Davvero rimarremo senza pasta?
Una "tempesta perfetta" per la filiera italiana della pasta a causa della forte dipendenza dalle importazioni di grano duro
L'Italia rischia di restare senza pasta a causa di una carenza di scorte di grano duro. La notizia è davvero sconvolgente, considerando che siamo il primo produttore ed esportatore mondiale di pasta e che ne consumiamo circa 23 chilogrammi a testa in un anno. La produzione è notevolmente aumentata negli ultimi tempi, raggiungendo livelli record, allora perché sulle nostre tavole il consumo di pasta potrebbe ridursi vertiginosamente negli anni a venire? Cosa sta succedendo?
In Italia solo un piatto di pasta su quattro è prodotto con grano duro italiano
Negli ultimi dieci anni (2010-2020) la produzione di pasta nel mondo è aumentata da 9 a 17 milioni di tonnellate l'anno: l'Italia da sola ne ha prodotti 3,9 milioni di tonnellate, confermandosi un punto di riferimento per il settore. Peccato che solo un piatto su quattro è totalmente italiano, ossia è prodotto con materia prima Made in Italy. Ciò vuol dire che per le farine dipendiamo dai produttori esteri e che nella nostra penisola sono sempre meno i terreni agricoli coltivati a grano duro: abbiamo perso 75 mila ettari negli ultimi cinque anni, secondo CAI - Consorzi Agrari d’Italia.
I numeri sulla pasta, diffusi dall’Unione italiana food in occasione del World Pasta Day di ottobre, parlano chiaro: per evitare problemi nella nostra filiera dobbiamo valorizzare il prodotto italiano altrimenti si rischiano problemi seri, come quello che ci stiamo trovando ad affrontare proprio ora. A causa del raccolto disastroso di quest'estate del principale esportatore mondiale di grano duro, ossia il Canada che normalmente rappresenta circa due terzi del commercio globale, l'intera filiera italiana della pasta potrebbe trovarsi alle prese con una sostanziale contrazione dell'offerta di grano duro.

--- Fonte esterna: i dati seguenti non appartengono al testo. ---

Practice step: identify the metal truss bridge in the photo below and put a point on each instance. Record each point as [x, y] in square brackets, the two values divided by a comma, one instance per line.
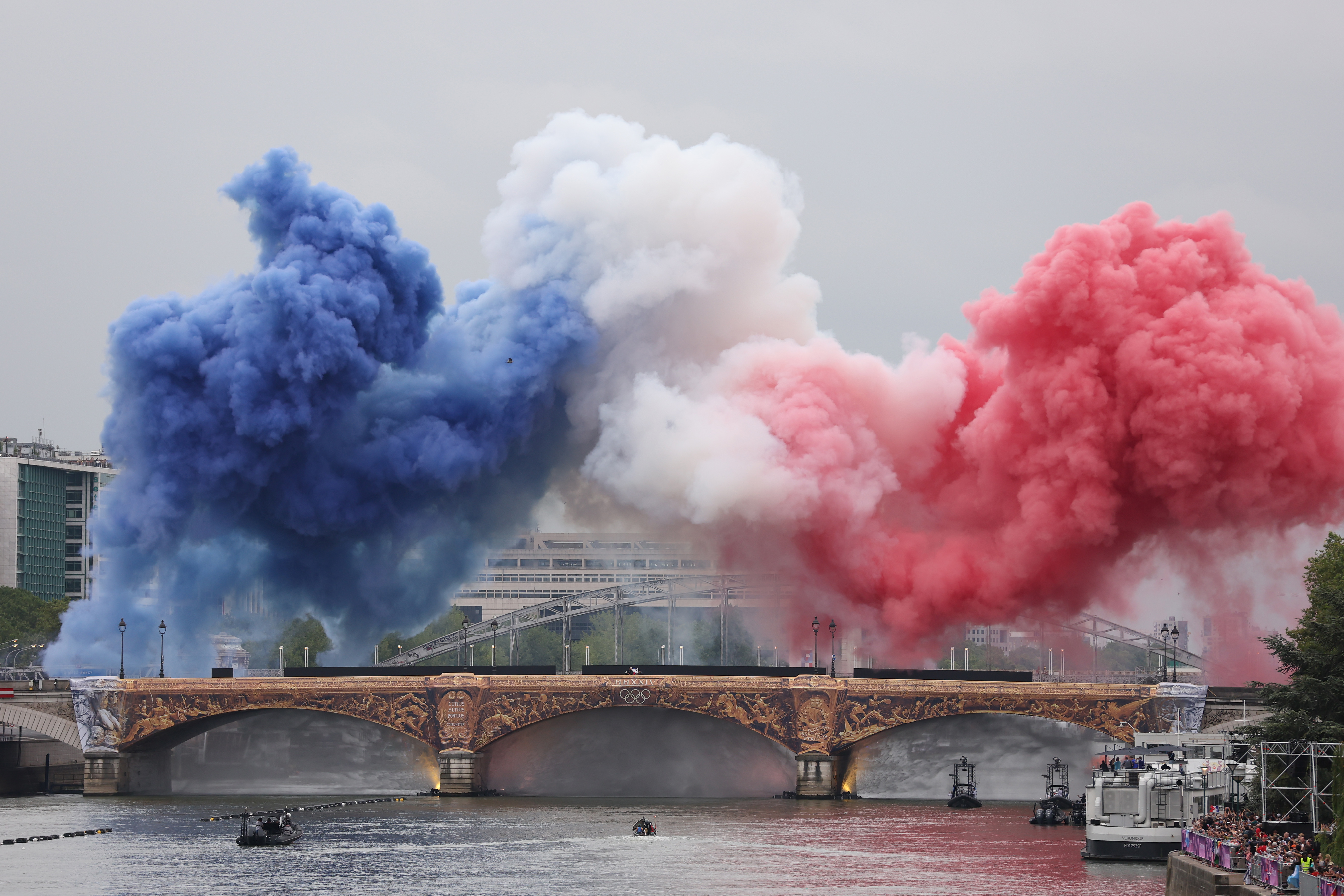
[720, 589]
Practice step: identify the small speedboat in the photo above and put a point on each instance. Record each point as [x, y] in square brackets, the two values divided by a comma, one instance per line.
[964, 785]
[268, 829]
[1046, 813]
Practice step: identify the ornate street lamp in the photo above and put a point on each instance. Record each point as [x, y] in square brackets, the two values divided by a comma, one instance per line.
[832, 648]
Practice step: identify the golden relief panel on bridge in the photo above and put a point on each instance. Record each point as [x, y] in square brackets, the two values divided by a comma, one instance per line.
[148, 714]
[468, 713]
[865, 715]
[765, 711]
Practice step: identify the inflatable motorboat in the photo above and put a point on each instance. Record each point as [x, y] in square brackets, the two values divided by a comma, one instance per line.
[268, 829]
[964, 786]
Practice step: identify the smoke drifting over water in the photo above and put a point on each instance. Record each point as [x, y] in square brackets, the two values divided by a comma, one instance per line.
[1011, 754]
[327, 426]
[639, 753]
[300, 751]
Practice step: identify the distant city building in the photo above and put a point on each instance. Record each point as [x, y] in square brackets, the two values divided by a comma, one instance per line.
[230, 655]
[994, 636]
[46, 498]
[1182, 639]
[539, 566]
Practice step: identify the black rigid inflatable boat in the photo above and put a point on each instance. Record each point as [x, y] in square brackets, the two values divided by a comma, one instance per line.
[268, 829]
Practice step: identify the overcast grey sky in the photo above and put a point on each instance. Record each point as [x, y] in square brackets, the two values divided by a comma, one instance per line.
[939, 146]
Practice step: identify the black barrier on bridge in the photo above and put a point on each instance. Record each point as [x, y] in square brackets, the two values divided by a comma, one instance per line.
[944, 675]
[330, 672]
[702, 671]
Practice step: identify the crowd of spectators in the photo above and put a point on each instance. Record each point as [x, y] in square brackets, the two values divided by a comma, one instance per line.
[1249, 839]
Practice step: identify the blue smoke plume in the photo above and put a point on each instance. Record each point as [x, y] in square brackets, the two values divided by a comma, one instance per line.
[323, 425]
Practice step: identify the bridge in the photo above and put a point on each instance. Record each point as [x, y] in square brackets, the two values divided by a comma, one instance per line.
[718, 590]
[127, 729]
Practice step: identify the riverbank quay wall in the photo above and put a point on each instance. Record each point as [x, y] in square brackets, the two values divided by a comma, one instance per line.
[39, 743]
[127, 727]
[1191, 876]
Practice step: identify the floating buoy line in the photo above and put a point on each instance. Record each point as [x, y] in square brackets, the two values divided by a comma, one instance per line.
[277, 812]
[42, 838]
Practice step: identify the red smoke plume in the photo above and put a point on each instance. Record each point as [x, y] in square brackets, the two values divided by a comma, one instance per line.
[1143, 379]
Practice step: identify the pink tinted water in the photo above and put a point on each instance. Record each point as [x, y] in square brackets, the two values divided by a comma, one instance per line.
[546, 845]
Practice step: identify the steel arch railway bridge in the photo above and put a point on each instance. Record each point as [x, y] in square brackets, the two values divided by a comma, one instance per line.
[710, 590]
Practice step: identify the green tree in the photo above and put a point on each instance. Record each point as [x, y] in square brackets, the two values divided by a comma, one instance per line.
[1123, 657]
[539, 647]
[1019, 660]
[741, 648]
[29, 620]
[1311, 704]
[299, 635]
[640, 639]
[449, 623]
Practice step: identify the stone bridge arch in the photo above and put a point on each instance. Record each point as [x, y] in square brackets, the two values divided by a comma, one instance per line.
[815, 717]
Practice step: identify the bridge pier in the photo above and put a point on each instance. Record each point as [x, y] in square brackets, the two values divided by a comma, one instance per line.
[462, 772]
[109, 774]
[818, 776]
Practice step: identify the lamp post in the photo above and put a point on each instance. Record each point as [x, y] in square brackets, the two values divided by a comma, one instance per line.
[1166, 632]
[1175, 633]
[832, 627]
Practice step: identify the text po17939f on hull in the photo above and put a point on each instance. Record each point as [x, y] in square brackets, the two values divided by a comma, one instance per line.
[1138, 815]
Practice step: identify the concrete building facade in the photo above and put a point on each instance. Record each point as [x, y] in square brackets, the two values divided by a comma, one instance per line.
[46, 498]
[538, 566]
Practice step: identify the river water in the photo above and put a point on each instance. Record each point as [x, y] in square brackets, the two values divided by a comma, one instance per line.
[557, 845]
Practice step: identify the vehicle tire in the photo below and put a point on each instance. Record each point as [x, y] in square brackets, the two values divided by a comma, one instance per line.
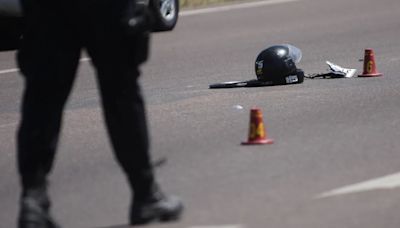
[165, 13]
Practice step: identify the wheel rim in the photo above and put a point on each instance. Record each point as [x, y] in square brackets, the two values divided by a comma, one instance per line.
[167, 9]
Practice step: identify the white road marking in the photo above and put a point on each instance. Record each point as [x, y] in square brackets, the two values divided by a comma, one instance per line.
[14, 70]
[200, 11]
[219, 226]
[387, 182]
[232, 7]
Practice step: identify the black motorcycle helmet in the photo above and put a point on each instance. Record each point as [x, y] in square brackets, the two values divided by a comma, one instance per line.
[278, 65]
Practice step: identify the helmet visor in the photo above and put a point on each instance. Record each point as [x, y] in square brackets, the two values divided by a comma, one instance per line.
[294, 52]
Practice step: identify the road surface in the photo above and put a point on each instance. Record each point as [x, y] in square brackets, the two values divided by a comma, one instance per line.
[335, 161]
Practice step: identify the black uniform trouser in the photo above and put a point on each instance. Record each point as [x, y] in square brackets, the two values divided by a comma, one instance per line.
[48, 58]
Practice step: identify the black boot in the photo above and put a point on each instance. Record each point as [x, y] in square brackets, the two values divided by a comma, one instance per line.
[155, 207]
[34, 211]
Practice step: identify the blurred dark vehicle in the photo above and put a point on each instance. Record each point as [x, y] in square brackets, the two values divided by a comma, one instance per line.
[165, 14]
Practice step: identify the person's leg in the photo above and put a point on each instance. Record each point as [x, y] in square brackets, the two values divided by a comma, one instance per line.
[48, 63]
[117, 57]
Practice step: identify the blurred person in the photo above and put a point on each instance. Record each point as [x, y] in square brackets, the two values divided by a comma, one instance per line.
[115, 34]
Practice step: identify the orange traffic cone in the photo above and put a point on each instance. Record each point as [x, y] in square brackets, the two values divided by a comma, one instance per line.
[369, 65]
[257, 133]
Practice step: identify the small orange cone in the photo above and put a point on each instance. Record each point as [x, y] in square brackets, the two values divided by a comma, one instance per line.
[257, 133]
[369, 65]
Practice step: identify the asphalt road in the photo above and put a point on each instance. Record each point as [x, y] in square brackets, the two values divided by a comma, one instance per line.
[336, 140]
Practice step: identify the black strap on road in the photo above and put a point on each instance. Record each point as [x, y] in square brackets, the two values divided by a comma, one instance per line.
[323, 75]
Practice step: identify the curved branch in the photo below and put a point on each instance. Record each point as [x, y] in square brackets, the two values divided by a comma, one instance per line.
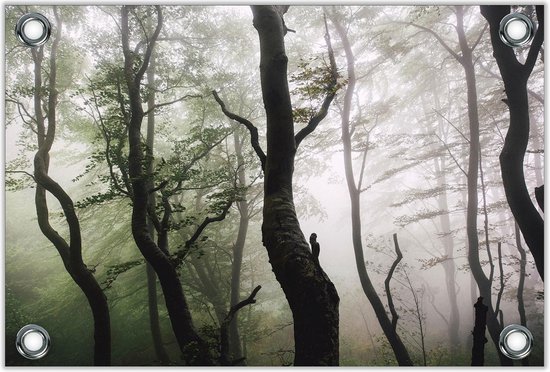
[537, 42]
[331, 93]
[150, 46]
[391, 305]
[224, 328]
[254, 138]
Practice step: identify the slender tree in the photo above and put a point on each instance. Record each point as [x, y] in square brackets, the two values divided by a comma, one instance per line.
[515, 76]
[354, 188]
[314, 303]
[194, 349]
[71, 251]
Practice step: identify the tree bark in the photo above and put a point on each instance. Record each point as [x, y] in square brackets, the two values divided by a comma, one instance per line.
[314, 303]
[194, 349]
[70, 252]
[449, 265]
[515, 76]
[399, 349]
[154, 322]
[484, 283]
[235, 348]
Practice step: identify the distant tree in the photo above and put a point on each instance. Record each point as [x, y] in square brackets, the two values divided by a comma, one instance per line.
[44, 123]
[192, 346]
[355, 189]
[314, 303]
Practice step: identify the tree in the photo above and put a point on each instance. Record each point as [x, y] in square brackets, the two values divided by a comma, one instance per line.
[71, 251]
[515, 76]
[193, 348]
[355, 190]
[314, 304]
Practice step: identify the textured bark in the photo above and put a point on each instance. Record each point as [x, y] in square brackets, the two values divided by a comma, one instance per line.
[193, 348]
[515, 76]
[314, 303]
[399, 349]
[70, 252]
[154, 322]
[478, 348]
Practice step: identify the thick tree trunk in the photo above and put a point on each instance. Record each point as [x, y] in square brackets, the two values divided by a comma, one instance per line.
[154, 322]
[399, 349]
[193, 348]
[71, 252]
[314, 302]
[515, 76]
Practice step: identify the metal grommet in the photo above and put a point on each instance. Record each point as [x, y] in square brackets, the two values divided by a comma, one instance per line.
[516, 29]
[516, 341]
[33, 341]
[33, 29]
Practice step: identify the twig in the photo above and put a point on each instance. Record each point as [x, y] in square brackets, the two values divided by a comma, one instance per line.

Una scarsità delle scorte porterà inevitabilmente ad una riduzione nella produzione di pasta in Italia e ad un incremento dei prezzi.
Prezzi grano duro ai massimi da 13 anni
Ad impattare negativamente sulla produzione di grano duro non sono solo i disastrosi effetti dei cambiamenti climatici. Da considerare che la contrazione di produzione di grano canadese, dovuta alla siccità e al caldo eccessivo di quest'anno, arriva dopo la pandemia Covid che aveva già portato i livelli di scorte sui minimi degli ultimi sei anni. Notizie poco confortanti arrivano anche dall'Italia: secondo la Commissione europea il raccolto di grano duro nel 2021 sarà pari a 3,7 milioni di tonnellate a fronte dei 4,3 milioni stimati in precedenza. Sembra proprio che siamo in quella che viene definita come una "tempesta perfetta", ossia una concomitanza di eventi che si traduce in qualcosa di catastrofico.
Sempre più preoccupati i produttori di pasta italiani, che vedono le quotazioni di grano duro salire di giorno in giorno, arrivando a toccare i massimi degli ultimi 13 anni. Secondo alcuni esperti, però, il peggio deve ancora venire.
La soluzione più logica sembrerebbe quella di tornare a coltivare grano in Italia, anche perché i consumatori del Belpaese stanno iniziando ad interessarsi sempre più alle confezioni 100% grano italiano, non solo per puro spirito nazionalistico ma anche per via delle incertezze legate al glifosato, il contestato erbicida utilizzato nelle coltivazioni intensive di grano duro in America potenzialmente cancerogeno.